Josinélio Muniz é um conhecido pastor evangélico de extrema direita da cidade de Porto Velho (RO) e exerce a função de Assessor Especial na Prefeitura da capital. Tem salário base em torno de
R$ 11 mil mensais, para o cumprimento de uma carga horária de 40 horas semanais.
Mas o pastor abandonou seu posto de trabalho, sem qualquer justificativa formal, para se unir ao ato público em Brasília promovido contra decisão do Poder Judiciário que culminou na condenação do ex-presidente Jair Bolsonaro (PL) a mais de 27 anos.
O caso repercutiu nas redes sociais, com a prefeitura emitindo nota, onde afirma que Josinélio terá os dias descontados em fevereiro.
MINISTÉRIO PÚBLICO
Importante esclarecer qual função do pastor evangélico no organograma da administração municipal. Cabe ao Ministério Público, fiscal diligente da lei, em sede de urgência, pedir os relatórios de trabalho de Muniz na Prefeitura Municipal de Porto Velho (PMPV), pois aparentemente suas faltas não comprometem seu trabalho e o bom andamento da máquina pública.
O
Rondoniaovivo ouviu um vereador da base do prefeito na Câmara de Vereadores de Porto Velho que afirmou que do tipo do pastor Josinélio existem outros sem função específica na gestão municipal e citou “irmão Isaac, pastor Sandro, Bengala”.
“Tudo politiqueiro, não fazem nada, mas serão importantes na eleição deste ano”, finalizou o edil.
IMPUNIDADE DIVERTIDA
Se divertindo com a situação, Josinélio pediu para seus amigos de extrema direita votarem na enquete do Rondoniaovivo sobre qual decisão a prefeitura de Porto Velho deveria tomar, exonerar ou não exonerar o sacerdote cristão.
(VOTEM AQUI).
Mas Muniz, sabendo que nada vai acontecer em relação ao seu suposto trabalho na PMPV, na viagem de retorno, está aproveitando a ‘folga’ para destilar todo seu ódio cristão a eleitores do PT, que fazem parte da atual gestão.

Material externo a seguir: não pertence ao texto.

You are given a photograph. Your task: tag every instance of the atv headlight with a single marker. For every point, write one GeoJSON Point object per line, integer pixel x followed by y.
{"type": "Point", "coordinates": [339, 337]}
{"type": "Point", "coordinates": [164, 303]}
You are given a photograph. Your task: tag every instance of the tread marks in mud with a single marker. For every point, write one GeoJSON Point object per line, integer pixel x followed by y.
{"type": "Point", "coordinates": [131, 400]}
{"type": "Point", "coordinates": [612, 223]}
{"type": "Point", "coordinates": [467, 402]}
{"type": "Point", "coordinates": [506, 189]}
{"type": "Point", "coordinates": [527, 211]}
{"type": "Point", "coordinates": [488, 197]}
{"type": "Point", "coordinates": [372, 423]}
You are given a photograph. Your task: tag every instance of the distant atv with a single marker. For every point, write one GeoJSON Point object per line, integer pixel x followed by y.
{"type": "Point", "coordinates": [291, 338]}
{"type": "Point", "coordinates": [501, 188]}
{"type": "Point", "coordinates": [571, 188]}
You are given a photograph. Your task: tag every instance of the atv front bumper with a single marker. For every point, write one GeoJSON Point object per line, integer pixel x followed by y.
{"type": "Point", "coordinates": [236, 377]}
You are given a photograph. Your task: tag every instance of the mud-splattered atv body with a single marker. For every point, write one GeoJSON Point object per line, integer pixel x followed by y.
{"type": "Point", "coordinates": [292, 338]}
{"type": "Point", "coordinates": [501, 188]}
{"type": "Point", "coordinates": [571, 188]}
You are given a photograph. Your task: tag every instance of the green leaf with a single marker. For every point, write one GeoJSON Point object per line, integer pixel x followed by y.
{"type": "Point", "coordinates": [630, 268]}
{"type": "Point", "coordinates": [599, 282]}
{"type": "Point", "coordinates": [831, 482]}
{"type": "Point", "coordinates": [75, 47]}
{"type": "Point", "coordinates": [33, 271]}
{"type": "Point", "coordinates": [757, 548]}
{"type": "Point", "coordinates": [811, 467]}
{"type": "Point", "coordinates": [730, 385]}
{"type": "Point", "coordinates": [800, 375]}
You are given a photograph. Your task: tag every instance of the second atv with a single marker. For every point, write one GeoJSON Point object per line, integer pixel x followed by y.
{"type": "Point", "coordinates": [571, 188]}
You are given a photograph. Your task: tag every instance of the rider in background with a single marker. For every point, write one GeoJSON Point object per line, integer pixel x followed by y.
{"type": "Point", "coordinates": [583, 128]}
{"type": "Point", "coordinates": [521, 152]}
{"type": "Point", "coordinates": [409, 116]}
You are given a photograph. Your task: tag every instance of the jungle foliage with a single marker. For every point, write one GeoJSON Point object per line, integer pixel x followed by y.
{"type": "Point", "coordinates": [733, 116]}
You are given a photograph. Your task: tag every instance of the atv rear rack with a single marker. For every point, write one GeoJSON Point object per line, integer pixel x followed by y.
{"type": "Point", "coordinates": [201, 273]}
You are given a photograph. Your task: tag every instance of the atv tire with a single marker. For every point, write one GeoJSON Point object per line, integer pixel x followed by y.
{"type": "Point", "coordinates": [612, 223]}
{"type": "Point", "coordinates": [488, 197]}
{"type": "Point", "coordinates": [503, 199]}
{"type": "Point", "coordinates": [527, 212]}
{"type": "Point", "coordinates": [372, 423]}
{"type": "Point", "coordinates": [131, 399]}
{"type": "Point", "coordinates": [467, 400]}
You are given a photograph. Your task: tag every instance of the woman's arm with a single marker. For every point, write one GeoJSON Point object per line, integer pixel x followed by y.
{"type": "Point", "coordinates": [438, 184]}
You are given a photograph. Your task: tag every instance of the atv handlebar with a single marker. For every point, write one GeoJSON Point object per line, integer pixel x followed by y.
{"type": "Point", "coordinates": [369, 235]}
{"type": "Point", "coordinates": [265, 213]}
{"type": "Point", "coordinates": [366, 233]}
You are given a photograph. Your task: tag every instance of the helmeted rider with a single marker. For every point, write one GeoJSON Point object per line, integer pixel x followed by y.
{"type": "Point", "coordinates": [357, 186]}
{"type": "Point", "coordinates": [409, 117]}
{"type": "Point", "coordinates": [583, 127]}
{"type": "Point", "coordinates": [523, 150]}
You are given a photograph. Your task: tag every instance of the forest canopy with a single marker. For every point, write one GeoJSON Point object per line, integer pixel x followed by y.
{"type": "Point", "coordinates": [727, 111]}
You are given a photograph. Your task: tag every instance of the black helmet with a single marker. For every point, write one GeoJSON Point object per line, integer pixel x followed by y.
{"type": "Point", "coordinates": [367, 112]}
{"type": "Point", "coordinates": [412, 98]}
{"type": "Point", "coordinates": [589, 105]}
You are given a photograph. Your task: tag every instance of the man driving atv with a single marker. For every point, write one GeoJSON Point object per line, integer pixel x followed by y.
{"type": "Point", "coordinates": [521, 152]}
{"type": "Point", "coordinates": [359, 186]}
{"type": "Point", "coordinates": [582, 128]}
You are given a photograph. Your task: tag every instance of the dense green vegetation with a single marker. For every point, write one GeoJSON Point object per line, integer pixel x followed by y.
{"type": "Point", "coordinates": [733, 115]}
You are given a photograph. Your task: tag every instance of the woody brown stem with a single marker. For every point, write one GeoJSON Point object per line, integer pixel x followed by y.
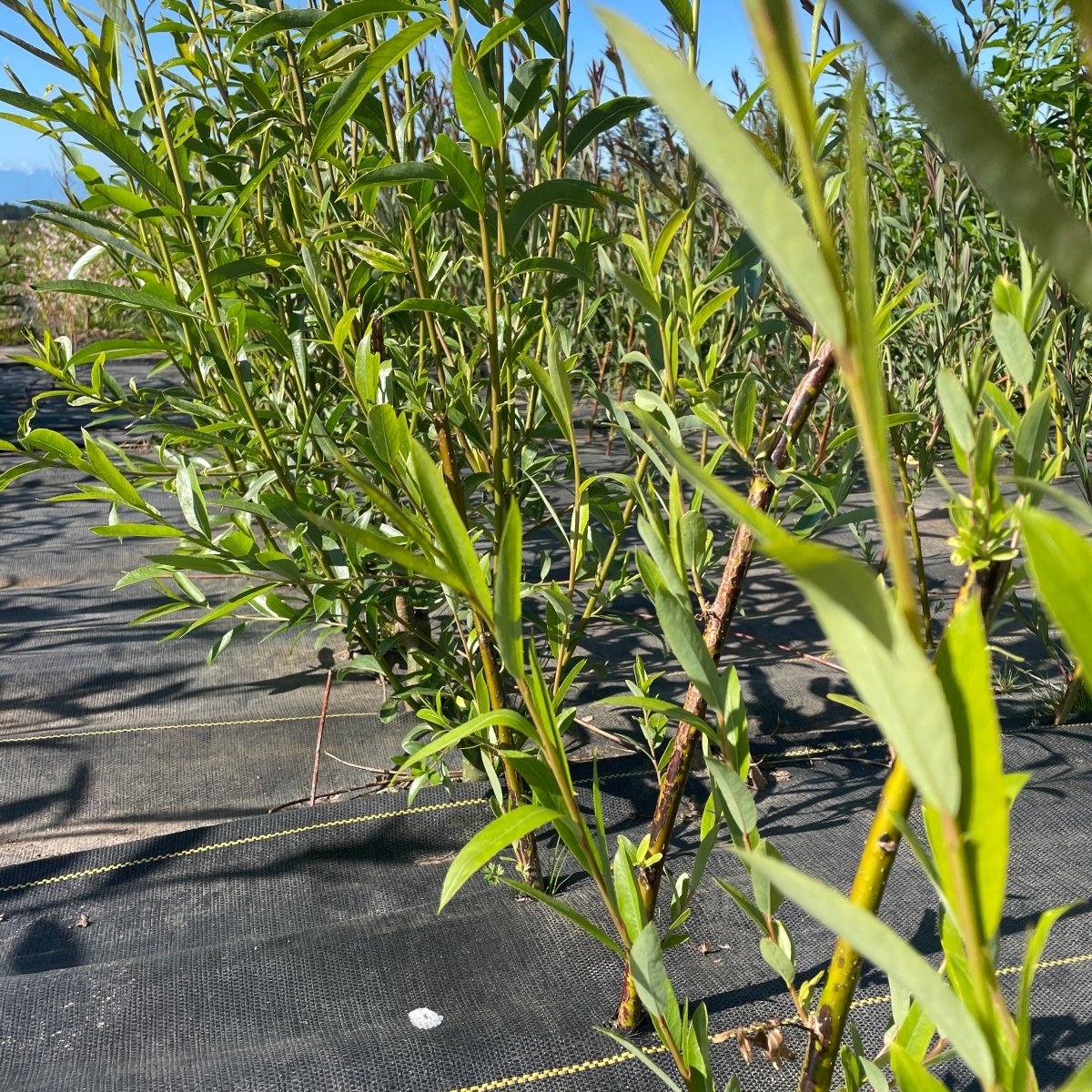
{"type": "Point", "coordinates": [685, 745]}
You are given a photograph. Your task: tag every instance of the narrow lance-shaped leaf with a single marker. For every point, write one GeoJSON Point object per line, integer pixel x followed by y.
{"type": "Point", "coordinates": [359, 82]}
{"type": "Point", "coordinates": [344, 15]}
{"type": "Point", "coordinates": [973, 132]}
{"type": "Point", "coordinates": [741, 172]}
{"type": "Point", "coordinates": [507, 610]}
{"type": "Point", "coordinates": [601, 118]}
{"type": "Point", "coordinates": [191, 500]}
{"type": "Point", "coordinates": [1062, 569]}
{"type": "Point", "coordinates": [120, 150]}
{"type": "Point", "coordinates": [650, 976]}
{"type": "Point", "coordinates": [883, 656]}
{"type": "Point", "coordinates": [478, 114]}
{"type": "Point", "coordinates": [503, 831]}
{"type": "Point", "coordinates": [962, 666]}
{"type": "Point", "coordinates": [448, 527]}
{"type": "Point", "coordinates": [885, 948]}
{"type": "Point", "coordinates": [118, 294]}
{"type": "Point", "coordinates": [1016, 349]}
{"type": "Point", "coordinates": [688, 647]}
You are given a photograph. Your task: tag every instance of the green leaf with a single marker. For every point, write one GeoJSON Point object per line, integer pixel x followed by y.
{"type": "Point", "coordinates": [345, 15]}
{"type": "Point", "coordinates": [252, 266]}
{"type": "Point", "coordinates": [478, 113]}
{"type": "Point", "coordinates": [508, 610]}
{"type": "Point", "coordinates": [110, 476]}
{"type": "Point", "coordinates": [555, 399]}
{"type": "Point", "coordinates": [363, 77]}
{"type": "Point", "coordinates": [443, 307]}
{"type": "Point", "coordinates": [1031, 436]}
{"type": "Point", "coordinates": [120, 150]}
{"type": "Point", "coordinates": [459, 170]}
{"type": "Point", "coordinates": [388, 549]}
{"type": "Point", "coordinates": [884, 947]}
{"type": "Point", "coordinates": [735, 796]}
{"type": "Point", "coordinates": [627, 895]}
{"type": "Point", "coordinates": [778, 961]}
{"type": "Point", "coordinates": [137, 531]}
{"type": "Point", "coordinates": [743, 904]}
{"type": "Point", "coordinates": [191, 500]}
{"type": "Point", "coordinates": [289, 19]}
{"type": "Point", "coordinates": [1032, 956]}
{"type": "Point", "coordinates": [503, 831]}
{"type": "Point", "coordinates": [449, 529]}
{"type": "Point", "coordinates": [448, 741]}
{"type": "Point", "coordinates": [688, 647]}
{"type": "Point", "coordinates": [962, 665]}
{"type": "Point", "coordinates": [650, 976]}
{"type": "Point", "coordinates": [119, 294]}
{"type": "Point", "coordinates": [56, 445]}
{"type": "Point", "coordinates": [742, 174]}
{"type": "Point", "coordinates": [390, 438]}
{"type": "Point", "coordinates": [525, 88]}
{"type": "Point", "coordinates": [571, 192]}
{"type": "Point", "coordinates": [911, 1075]}
{"type": "Point", "coordinates": [743, 412]}
{"type": "Point", "coordinates": [956, 408]}
{"type": "Point", "coordinates": [642, 1055]}
{"type": "Point", "coordinates": [398, 174]}
{"type": "Point", "coordinates": [871, 637]}
{"type": "Point", "coordinates": [973, 132]}
{"type": "Point", "coordinates": [681, 12]}
{"type": "Point", "coordinates": [599, 119]}
{"type": "Point", "coordinates": [1016, 349]}
{"type": "Point", "coordinates": [1062, 571]}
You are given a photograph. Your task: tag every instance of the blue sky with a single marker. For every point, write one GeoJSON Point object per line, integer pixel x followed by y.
{"type": "Point", "coordinates": [725, 41]}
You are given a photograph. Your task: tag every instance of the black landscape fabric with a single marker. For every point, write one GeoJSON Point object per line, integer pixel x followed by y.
{"type": "Point", "coordinates": [288, 951]}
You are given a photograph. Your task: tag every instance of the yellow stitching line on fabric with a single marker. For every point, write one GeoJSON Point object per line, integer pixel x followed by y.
{"type": "Point", "coordinates": [167, 727]}
{"type": "Point", "coordinates": [254, 838]}
{"type": "Point", "coordinates": [614, 1059]}
{"type": "Point", "coordinates": [250, 840]}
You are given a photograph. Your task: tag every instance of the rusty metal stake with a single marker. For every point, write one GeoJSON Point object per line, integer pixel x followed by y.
{"type": "Point", "coordinates": [318, 737]}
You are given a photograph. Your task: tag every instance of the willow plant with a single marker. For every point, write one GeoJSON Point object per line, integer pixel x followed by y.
{"type": "Point", "coordinates": [386, 248]}
{"type": "Point", "coordinates": [877, 633]}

FALSIFICAÇÃO DE DOCUMENTOS
O Pastor Josinélio Muniz também já foi condenado em processo administrativo (PAD) iniciado em 2016, solicitado pelo então corregedor-geral do Departamento Estadual de Trânsito de Rondônia (Detran/RO), Cristiano Lopes Ferreira.
De acordo com a denúncia formalizada através da comissão sindicante, Muniz, em nome de sua autoescola, teria apresentado certidões negativas falsificadas a fim de obter a renovação do credenciamento de seu centro de formação de condutores, a CFC Visão, junto ao Detran/RO.
Em março de 2017, a 2ª Comissão de Sindicância optou por dar continuidade ao processo, concluindo sua deliberação sobre a “gravidade da conduta” dos indiciados, quais sejam, Josinélio Muniz e o CFC Visão. A comissão entendeu pela culpabilidade da pessoa física e da empresa.
Ao fim, os responsáveis pelo PAD, além de pedirem a cassação do credenciamento de ambos, sugeriram o encaminhamento dos autos à 1ª Delegacia de Polícia para adoção “das medidas cabíveis, tendo em vista que além da infração administrativa tais fatos caracterizam ilícito penal” e a documentação falsa ter sido utilizada com a chancela da Receita Federal, instituição da União, para apresentação em autarquia ligada ao Estado, o Detran/RO.
Ao final do processo, Josinélio teve sua licença cassada. Sobre as ações penais propostas, não se tem notícias do andamento processual.